4. Implementation details

4.1 Customizing chunking

Chunking is controlled by the $chunk-include and $chunk-exclude parameters. These parameters are both strings that must contain an XPath expression.

For each node in the document, the $chunk-include parameter is evaluated. If it does not return an empty sequence, the element is considered a chunking candidate. In this case, the $chunk-exclude parameter is evaluated. If the exclude expression does return an empty sequence, then the element identified becomes a chunk. (If the exclude expression returns a non-empty value, the element will not become a chunk.)

4.2 Lengths and units

Lengths appear in the context of images (width and height) and tables (column widths). Several different units of length are possible: absolute lengths (e.g., 3in), relative lengths (e.g., 3*), and percentages (e.g., 25%).
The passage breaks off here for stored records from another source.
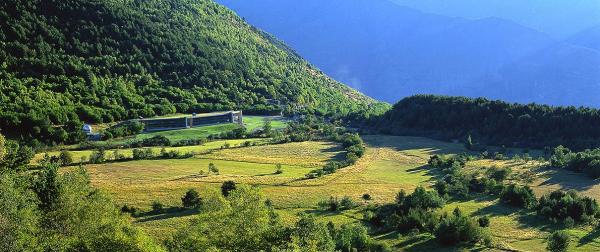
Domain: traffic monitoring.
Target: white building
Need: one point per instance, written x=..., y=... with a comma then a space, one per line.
x=87, y=129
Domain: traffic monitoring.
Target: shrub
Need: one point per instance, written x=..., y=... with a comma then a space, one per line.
x=227, y=187
x=129, y=209
x=366, y=196
x=213, y=168
x=98, y=157
x=347, y=203
x=191, y=199
x=278, y=169
x=484, y=221
x=157, y=207
x=65, y=158
x=498, y=174
x=518, y=196
x=562, y=205
x=141, y=154
x=558, y=241
x=332, y=204
x=456, y=229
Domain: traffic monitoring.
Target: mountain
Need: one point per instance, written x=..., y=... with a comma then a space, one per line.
x=108, y=60
x=560, y=18
x=389, y=51
x=560, y=74
x=589, y=38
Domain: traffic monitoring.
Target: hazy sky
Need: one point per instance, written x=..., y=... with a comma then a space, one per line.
x=559, y=18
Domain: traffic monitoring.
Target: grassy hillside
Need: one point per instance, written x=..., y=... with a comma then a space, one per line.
x=389, y=165
x=108, y=60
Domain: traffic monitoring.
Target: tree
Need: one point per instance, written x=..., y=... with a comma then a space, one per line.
x=213, y=168
x=267, y=127
x=65, y=158
x=558, y=241
x=240, y=222
x=227, y=187
x=469, y=143
x=191, y=199
x=310, y=235
x=2, y=140
x=278, y=169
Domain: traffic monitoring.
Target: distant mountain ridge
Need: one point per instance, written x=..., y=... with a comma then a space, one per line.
x=389, y=51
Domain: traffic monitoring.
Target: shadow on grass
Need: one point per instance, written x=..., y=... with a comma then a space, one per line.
x=590, y=237
x=568, y=180
x=406, y=143
x=168, y=213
In some contexts, these can be combined: a column width of “3*+0.5in” should have a width equal to 3 times the relative width plus ½ inch.

In practice, some of the more complicated forms in TR 9502:1995 have no direct mapping to the units available in HTML and CSS. The stylesheets attempt to specify a mapping that’s close. Broadly, they take the nominal width of the table ($nominal-page-width, subtract out the fixed widths, divide up the remaining widths proportionally among the relative widths, and compute final widths. The final widths can be expressed either in absolute terms or as percentages.

In handling the width and height of images, the intrinsic width and height of the image in pixels are converted into lengths by dividing by $pixels-per-inch. Nominal widths are taken into consideration if necessary.

🛈︎
Note

Determining the intrinsic size of an image depends on an extension function. See Section 2.5, Extension functions. Many bitmap image formats are supported. The bounding box of EPS images is used, if it’s present. The intrinsic size of SVG images is not available.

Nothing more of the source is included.